An all-day celebration of classic rock for true rock fans is the Stone Free blueprint. It’s also about long-anticipated, nostalgic returns. In its inaugural year, among other highlights, Stone Free Festival brought an exclusive that hadn’t been witnessed since 1975 with Rick Wakeman’s performance of ‘The Myths And Legends Of King Arthur And The Knights Of The Round Table’. This year guitar maestro Ritchie Blackmore brought Rainbow to London for the first time in nearly 25 years.

But there was a lot for the crowd to savour before the main act at the classic rock all-dayer. Pop-up stages were, well, popular. Near The O2 main entrance was the Orange Amplifiers stage which provided an all-day soundtrack to the nearby vinyl fair. Music fans listened while they browsed and shopped.

On that stage, Buck & Evans brought the rock and soul, Tequila Mockingbyrd and Massive delivered energetic riffs and solos and Evil Blizzard provided pig masks and downright weirdness. Outside was another small stage set in a very sunny beer garden conveniently located next to a craft beer trailer.

Meanwhile, entering Indigo in the O2 (the equivalent of the second stage) in the early afternoon meant entering The Crazy World Of Arthur Brown. The eponymous frontman is a long frame of strangely languid, colourful energy, conducting his band through an incredibly tight set that trembled with odd costumes, even odder dance moves and bizarre, walk-on characters.

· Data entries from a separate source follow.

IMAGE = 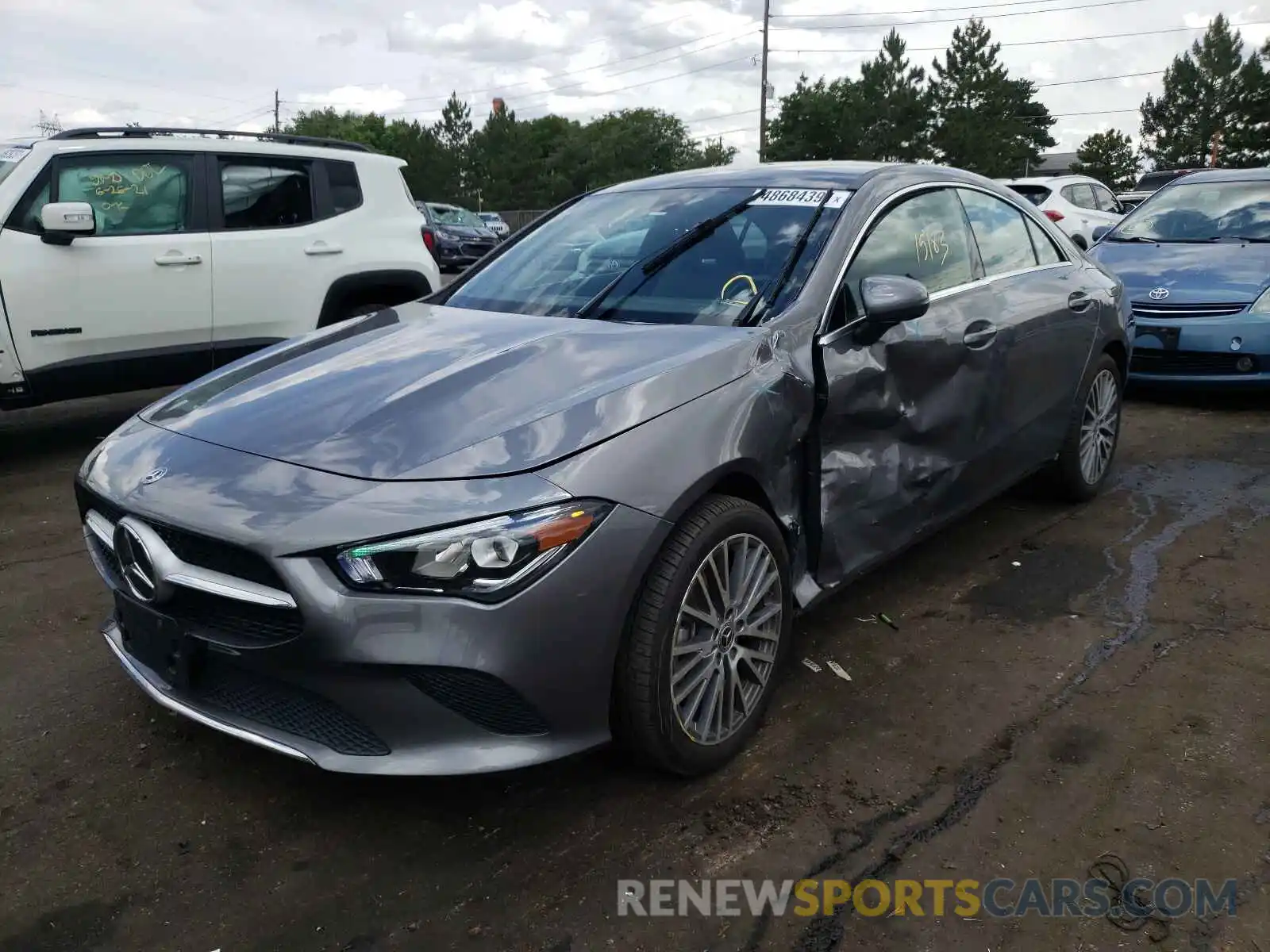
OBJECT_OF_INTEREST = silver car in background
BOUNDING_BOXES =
[75,163,1130,776]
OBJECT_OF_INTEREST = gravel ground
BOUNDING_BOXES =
[0,383,1270,952]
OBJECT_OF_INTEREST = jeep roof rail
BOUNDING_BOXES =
[49,125,372,152]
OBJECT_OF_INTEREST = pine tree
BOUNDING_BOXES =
[929,19,1054,176]
[856,29,931,163]
[1141,14,1245,169]
[1072,129,1138,192]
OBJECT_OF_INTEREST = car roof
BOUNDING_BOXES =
[1168,167,1270,186]
[997,175,1103,188]
[601,161,904,192]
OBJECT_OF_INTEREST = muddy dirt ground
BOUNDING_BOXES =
[0,395,1270,952]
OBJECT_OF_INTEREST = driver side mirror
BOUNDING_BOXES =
[860,274,931,325]
[40,202,97,245]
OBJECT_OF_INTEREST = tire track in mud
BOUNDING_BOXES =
[745,459,1270,952]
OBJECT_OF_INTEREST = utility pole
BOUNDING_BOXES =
[758,0,772,161]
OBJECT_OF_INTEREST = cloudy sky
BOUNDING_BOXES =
[0,0,1270,161]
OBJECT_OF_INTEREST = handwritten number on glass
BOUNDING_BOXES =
[913,225,951,267]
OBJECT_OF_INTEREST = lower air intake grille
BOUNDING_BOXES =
[409,668,548,736]
[194,664,391,757]
[1129,349,1260,376]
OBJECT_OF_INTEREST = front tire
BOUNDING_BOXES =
[614,495,794,777]
[1054,353,1124,503]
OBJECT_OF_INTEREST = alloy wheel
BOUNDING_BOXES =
[671,533,785,745]
[1081,370,1120,486]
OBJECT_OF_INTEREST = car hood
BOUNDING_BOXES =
[142,303,767,480]
[1088,241,1270,305]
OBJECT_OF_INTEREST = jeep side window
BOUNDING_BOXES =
[220,156,314,230]
[56,152,193,236]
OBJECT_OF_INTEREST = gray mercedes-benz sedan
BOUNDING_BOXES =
[76,163,1132,774]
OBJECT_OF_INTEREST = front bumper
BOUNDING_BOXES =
[84,492,669,776]
[1129,313,1270,389]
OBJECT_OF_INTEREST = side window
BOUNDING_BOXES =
[1024,218,1063,264]
[1063,186,1099,211]
[326,159,365,214]
[55,152,193,236]
[220,156,314,230]
[1092,186,1124,214]
[847,188,974,305]
[957,188,1037,275]
[4,167,53,235]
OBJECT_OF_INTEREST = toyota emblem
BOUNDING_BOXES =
[114,522,159,601]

Up next were Scottish hard rockers GUN who performed a hits set with aplomb, before The Answer took to the stage and belted out a series of songs filled with no-nonsense, bluesy riffs. Then Indigo was stretched to its limits as fans flocked to see Blue Oyster Cult. Celebrating their 45th anniversary, BOC were performing their first album in its entirety, interspersed with a number of their greatest hits and yes that song. The band seem to be almost more popular now than at any other point in their career.

Away from the stages, festival-goers could find quieter entertainment in the Speak Easy Lounge, which featured a comedy and spoken word line-up and in Cineworld, which had a special screening of The Wickerman.

Support for the headline act came in the form of Sweet who the most enthusiastic band of the day and looked to be having a whale of a time in the arena. Squint and (okay you would need to really, really squint and maybe look in the other direction), but squint hard enough and you could almost imagine it was the original teenage troubadours belting out the likes of ‘Teenage Rampage’, ‘Wig Wam Bam’ and ‘Ballroom Blitz’.

The main event was one for classic rock connoisseurs. Exquisite musicianship was illuminated by some classics that hadn’t been heard live in the capital since 1994. These included Rainbow’s most-famous songs, a smattering of Deep Purple favourites and a version of ‘Since You’ve Been Gone’ that Blackmore brought out its writer Russ Ballard to play on, creating another piece of classic rock history in the process.